He was reported that the European Commission will publish the final versions of the new forms of standard contractual clauses (“CSC”) Shortly (even potentially in the next few days). The Commission has published preliminary versions of these CCPs and of the implementation decisions of the Commission in December 2020. These new CCPs are, without doubt, the most important development of European data protection law since the entry into force of the General Regulation of EU on data protection (“GDPR”) In May 2018, or three years ago this month. These new SCCs will replace previous versions of SCC, some of which date from 2001 and predate the GDPR. We are closely monitoring developments in this area and will report on new CCNs as soon as they are released. We expect the impact of these SCCs to be significant on organizations that are directly subject to the GDPR or that receive personal data from organizations subject to the GDPR.

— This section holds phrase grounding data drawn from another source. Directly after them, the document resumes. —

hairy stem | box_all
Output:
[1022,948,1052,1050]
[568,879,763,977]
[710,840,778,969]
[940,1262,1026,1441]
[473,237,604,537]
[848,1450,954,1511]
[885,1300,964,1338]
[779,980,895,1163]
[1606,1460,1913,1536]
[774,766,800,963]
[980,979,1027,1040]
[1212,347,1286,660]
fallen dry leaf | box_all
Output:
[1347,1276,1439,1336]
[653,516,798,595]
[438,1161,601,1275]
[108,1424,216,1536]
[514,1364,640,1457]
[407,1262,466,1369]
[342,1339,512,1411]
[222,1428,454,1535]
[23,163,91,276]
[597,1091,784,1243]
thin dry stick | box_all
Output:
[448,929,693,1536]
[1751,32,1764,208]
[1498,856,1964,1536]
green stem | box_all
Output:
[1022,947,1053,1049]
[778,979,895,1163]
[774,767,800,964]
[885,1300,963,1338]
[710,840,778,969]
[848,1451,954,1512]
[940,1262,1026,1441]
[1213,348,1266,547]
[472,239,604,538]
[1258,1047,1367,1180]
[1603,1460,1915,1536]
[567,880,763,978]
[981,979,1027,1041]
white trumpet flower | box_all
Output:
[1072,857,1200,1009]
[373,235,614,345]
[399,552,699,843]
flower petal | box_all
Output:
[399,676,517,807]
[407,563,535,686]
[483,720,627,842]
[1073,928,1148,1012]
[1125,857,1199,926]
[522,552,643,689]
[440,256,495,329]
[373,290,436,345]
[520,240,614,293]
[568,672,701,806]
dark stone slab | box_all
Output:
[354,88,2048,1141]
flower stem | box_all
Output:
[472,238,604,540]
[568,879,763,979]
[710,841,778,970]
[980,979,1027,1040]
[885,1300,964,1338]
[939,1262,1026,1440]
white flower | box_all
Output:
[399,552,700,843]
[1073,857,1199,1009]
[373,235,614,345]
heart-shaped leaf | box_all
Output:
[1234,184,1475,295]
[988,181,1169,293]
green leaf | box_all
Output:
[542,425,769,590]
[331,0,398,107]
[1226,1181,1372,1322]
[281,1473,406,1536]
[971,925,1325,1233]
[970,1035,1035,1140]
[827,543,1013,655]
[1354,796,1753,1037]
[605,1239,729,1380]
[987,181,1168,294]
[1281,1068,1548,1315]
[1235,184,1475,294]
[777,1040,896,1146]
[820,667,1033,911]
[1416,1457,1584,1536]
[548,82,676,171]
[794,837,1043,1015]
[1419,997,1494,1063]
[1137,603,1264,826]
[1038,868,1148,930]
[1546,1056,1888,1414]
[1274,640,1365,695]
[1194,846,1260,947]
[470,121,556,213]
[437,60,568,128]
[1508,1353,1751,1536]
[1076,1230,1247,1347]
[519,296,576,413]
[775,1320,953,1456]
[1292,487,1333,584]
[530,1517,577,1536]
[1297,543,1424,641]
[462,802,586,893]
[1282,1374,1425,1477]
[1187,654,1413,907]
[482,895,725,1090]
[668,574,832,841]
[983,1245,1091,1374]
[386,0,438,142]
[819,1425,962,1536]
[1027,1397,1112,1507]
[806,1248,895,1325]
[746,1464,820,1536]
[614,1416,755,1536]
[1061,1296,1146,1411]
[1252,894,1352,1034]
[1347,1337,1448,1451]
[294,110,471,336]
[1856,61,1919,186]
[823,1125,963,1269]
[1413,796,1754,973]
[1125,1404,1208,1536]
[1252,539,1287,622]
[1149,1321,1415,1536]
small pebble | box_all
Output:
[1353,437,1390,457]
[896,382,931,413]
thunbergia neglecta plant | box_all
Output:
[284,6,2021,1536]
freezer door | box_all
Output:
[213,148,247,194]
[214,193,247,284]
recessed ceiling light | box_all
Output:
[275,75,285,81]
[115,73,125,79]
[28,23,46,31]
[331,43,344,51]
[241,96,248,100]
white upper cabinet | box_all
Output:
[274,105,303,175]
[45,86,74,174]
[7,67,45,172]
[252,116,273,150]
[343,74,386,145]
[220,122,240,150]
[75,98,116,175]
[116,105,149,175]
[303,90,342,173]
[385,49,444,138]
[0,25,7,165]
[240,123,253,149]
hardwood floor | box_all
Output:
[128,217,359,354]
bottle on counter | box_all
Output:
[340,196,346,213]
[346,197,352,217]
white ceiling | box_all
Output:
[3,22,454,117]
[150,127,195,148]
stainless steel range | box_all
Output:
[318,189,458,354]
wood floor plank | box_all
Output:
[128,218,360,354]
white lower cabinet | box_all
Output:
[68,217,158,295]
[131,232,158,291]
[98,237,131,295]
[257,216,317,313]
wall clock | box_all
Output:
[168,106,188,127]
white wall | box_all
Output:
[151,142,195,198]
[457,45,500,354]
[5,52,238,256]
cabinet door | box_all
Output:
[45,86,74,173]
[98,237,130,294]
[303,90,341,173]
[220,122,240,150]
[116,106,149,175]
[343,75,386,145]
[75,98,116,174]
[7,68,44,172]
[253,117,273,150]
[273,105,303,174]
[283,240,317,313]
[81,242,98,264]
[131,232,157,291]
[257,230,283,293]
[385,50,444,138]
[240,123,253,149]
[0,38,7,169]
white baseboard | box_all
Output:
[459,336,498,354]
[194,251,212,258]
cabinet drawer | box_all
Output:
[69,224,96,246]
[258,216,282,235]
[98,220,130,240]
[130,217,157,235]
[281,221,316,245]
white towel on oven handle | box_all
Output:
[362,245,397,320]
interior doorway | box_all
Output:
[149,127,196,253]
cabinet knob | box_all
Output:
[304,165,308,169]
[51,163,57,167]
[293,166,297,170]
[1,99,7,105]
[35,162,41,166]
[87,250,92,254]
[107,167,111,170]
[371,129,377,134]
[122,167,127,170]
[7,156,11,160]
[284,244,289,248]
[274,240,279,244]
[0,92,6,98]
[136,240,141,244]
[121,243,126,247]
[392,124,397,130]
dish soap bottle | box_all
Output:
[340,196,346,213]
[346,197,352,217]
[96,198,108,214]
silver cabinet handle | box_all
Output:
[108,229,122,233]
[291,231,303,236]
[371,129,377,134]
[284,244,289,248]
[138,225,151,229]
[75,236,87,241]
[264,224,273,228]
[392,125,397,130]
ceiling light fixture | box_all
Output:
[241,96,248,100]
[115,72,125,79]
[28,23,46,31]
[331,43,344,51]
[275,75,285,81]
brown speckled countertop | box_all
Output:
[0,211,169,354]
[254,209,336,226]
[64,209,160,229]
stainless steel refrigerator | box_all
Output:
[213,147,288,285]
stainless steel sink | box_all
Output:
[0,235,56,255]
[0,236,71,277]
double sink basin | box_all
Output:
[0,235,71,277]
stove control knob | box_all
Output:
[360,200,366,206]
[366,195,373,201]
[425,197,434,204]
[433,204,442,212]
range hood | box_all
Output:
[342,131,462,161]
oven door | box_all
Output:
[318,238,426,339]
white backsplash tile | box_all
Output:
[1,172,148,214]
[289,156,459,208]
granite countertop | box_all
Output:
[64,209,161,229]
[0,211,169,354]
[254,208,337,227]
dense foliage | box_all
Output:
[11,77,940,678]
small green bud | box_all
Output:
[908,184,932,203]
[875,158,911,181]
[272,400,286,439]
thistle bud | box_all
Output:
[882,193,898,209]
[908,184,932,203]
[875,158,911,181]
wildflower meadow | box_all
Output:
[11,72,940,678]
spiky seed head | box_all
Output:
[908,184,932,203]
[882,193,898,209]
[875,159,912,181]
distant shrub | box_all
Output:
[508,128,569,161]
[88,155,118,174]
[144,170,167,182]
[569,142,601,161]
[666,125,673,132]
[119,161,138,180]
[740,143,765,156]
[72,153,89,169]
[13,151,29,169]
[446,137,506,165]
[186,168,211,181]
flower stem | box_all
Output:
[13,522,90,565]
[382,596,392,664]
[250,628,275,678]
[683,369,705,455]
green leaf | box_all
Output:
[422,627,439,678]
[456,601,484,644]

As everyone knows, SCCs are model data transfer agreements that allow data exporters in the European Economic Area (“EEE“) To transfer personal data to countries outside the EEA which the Commission considers to provide an” inadequate “level of data protection in accordance with the EU General Data Protection Regulation. (Countries in this category include Australia, Brazil, China, India, and the United States.) The new SCCs include four different forms of controller-to-controller, controller-to-processor, processor-to-controller, and processor to processor compared to only two forms in current versions, namely Controller-to-Controller, Controller-to-Processor. Compared to the current SCCs, the new SCCs also impose significantly strengthened obligations on both exporters and importers of data to reflect both the entry into force of the GDPR in 2018 and the decision of the Court of Justice of the United Kingdom. ‘European Union in the Schrems II cases in 2020.
Based on press reports, the final versions of new CCPs may, at least in part, be substantially different from the draft versions published in December. For example, a longer period can potentially be offered to organizations to transition to new SCCs from existing SCCs. Many organizations also hope that the final versions of the new CCPs will help resolve some tensions between the December draft version and the European Data Protection Board’s guidance on Schrems II compliance (including whether organizations are allowed to take a risk-based approach to assess data protection risks in the country of importation of the data.)